Neither the actor nor his character is involved in a serious romance. Easton feels commitment can drain relationships of spontaneity. “I like someone who can just go on the spur of the moment. That’s the one problem I have with long-term relationships. It’s a fact that somewhere along the way that edge is lost, that real craziness. This is not to knock marriage; it’s just that it seems to happen. It’s happened to so many of my friends. Like now their big thing is where they can rent Ghost from the video store on a Saturday night.”

Easton’s direct approach with women has gotten him into a few jams. “I was never roundabout; that’s why I had problems in high school,” he observes. “I got beaten up a couple of times by guys who were on the football team, because I wouldn’t ask around to see who was going out with whom. I’d just go up to a girl and ask her out, and then I’d usually get pummeled by somebody.”

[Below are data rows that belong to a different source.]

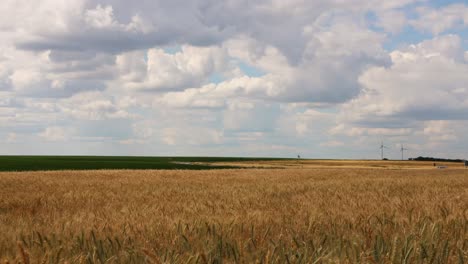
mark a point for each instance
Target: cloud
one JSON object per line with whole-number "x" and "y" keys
{"x": 240, "y": 76}
{"x": 440, "y": 20}
{"x": 157, "y": 70}
{"x": 55, "y": 133}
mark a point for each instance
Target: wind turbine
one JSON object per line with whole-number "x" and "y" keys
{"x": 402, "y": 149}
{"x": 382, "y": 146}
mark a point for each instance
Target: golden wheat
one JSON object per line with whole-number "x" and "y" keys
{"x": 322, "y": 215}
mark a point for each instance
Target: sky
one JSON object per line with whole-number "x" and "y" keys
{"x": 269, "y": 78}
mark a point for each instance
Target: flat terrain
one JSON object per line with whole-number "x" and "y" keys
{"x": 292, "y": 212}
{"x": 41, "y": 163}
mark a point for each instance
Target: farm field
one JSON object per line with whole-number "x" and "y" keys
{"x": 40, "y": 163}
{"x": 287, "y": 212}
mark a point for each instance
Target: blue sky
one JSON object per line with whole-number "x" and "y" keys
{"x": 323, "y": 79}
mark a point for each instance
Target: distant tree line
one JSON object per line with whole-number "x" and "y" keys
{"x": 435, "y": 159}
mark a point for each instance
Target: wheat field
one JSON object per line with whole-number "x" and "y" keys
{"x": 292, "y": 215}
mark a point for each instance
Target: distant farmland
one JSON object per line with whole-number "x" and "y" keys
{"x": 306, "y": 212}
{"x": 38, "y": 163}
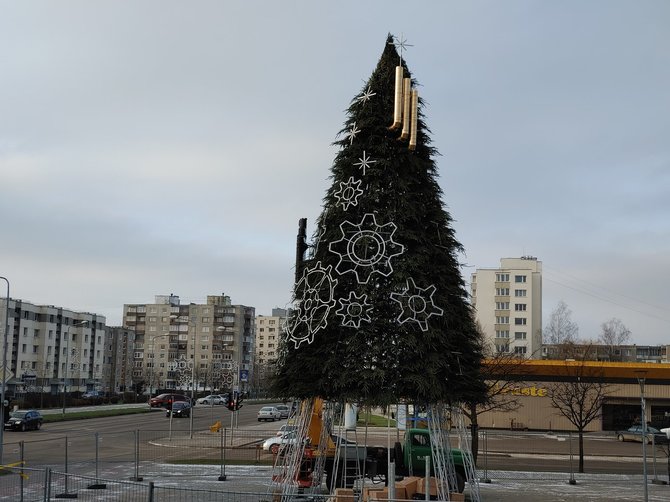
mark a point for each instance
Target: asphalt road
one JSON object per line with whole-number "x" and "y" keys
{"x": 499, "y": 450}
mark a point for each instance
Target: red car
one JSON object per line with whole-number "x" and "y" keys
{"x": 166, "y": 400}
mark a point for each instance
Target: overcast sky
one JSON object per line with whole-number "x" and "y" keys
{"x": 157, "y": 147}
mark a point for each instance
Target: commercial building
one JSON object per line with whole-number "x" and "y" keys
{"x": 508, "y": 305}
{"x": 49, "y": 347}
{"x": 191, "y": 346}
{"x": 619, "y": 391}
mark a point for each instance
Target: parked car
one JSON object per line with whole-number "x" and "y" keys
{"x": 635, "y": 434}
{"x": 23, "y": 420}
{"x": 179, "y": 409}
{"x": 284, "y": 411}
{"x": 166, "y": 400}
{"x": 286, "y": 428}
{"x": 269, "y": 413}
{"x": 276, "y": 443}
{"x": 212, "y": 399}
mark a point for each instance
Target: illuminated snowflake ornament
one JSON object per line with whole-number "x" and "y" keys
{"x": 417, "y": 304}
{"x": 315, "y": 293}
{"x": 349, "y": 193}
{"x": 354, "y": 310}
{"x": 368, "y": 248}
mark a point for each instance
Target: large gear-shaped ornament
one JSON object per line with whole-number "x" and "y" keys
{"x": 349, "y": 193}
{"x": 368, "y": 248}
{"x": 417, "y": 304}
{"x": 354, "y": 310}
{"x": 315, "y": 295}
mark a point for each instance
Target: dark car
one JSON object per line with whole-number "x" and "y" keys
{"x": 24, "y": 420}
{"x": 166, "y": 400}
{"x": 635, "y": 434}
{"x": 179, "y": 409}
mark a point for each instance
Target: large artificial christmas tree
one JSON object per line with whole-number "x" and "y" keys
{"x": 380, "y": 313}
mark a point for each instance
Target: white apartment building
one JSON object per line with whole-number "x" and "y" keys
{"x": 508, "y": 305}
{"x": 50, "y": 346}
{"x": 192, "y": 346}
{"x": 268, "y": 333}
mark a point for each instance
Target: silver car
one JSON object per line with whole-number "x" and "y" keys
{"x": 269, "y": 413}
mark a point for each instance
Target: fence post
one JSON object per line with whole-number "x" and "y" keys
{"x": 66, "y": 494}
{"x": 47, "y": 485}
{"x": 97, "y": 485}
{"x": 222, "y": 435}
{"x": 21, "y": 457}
{"x": 572, "y": 480}
{"x": 485, "y": 438}
{"x": 137, "y": 476}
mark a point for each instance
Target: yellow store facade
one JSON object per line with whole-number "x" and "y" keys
{"x": 621, "y": 403}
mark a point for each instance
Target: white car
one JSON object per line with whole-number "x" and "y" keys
{"x": 269, "y": 413}
{"x": 211, "y": 399}
{"x": 276, "y": 443}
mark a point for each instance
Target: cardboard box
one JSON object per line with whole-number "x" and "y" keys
{"x": 421, "y": 486}
{"x": 344, "y": 495}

Such are the spoils of audacity. Now that Easton is on DAYS, do his parents accept his profession? “There was something about me in one of the trade papers and I sent it to my folks. My name was printed on the page that listed castings as well as what was going on around town, and I was in the same row as Johnny Mathis, who was singing at the Flamingo in Las Vegas. Well, my mom thought I had arrived because I was listed alongside Johnny Mathis,” laughs Easton. “That’s made all the difference.”

JUST THE FACTS

Birthdate: February 16, 1966

His Recording Career: “I cut a really bad demo tape one time. I play it whenever I start considering not being an actor and going back to music.”

His Nose: “My nose has been broken about three times. I actually had this deviated septum fixed up last year, because I used to not be able to sleep at night.”

His Motorcycle: “I have a ’62 Harley-Davidson Electra Guide, but I’m looking around for another bike, I had a big thing about buying American, so I bought the Harley. But now it’s become one of those things where you’d rather not have everybody know that you ride one.”

Fan Mail: “I answer it myself. I’m not that busy seven days a week that I can’t take a few hours out to do that stuff.”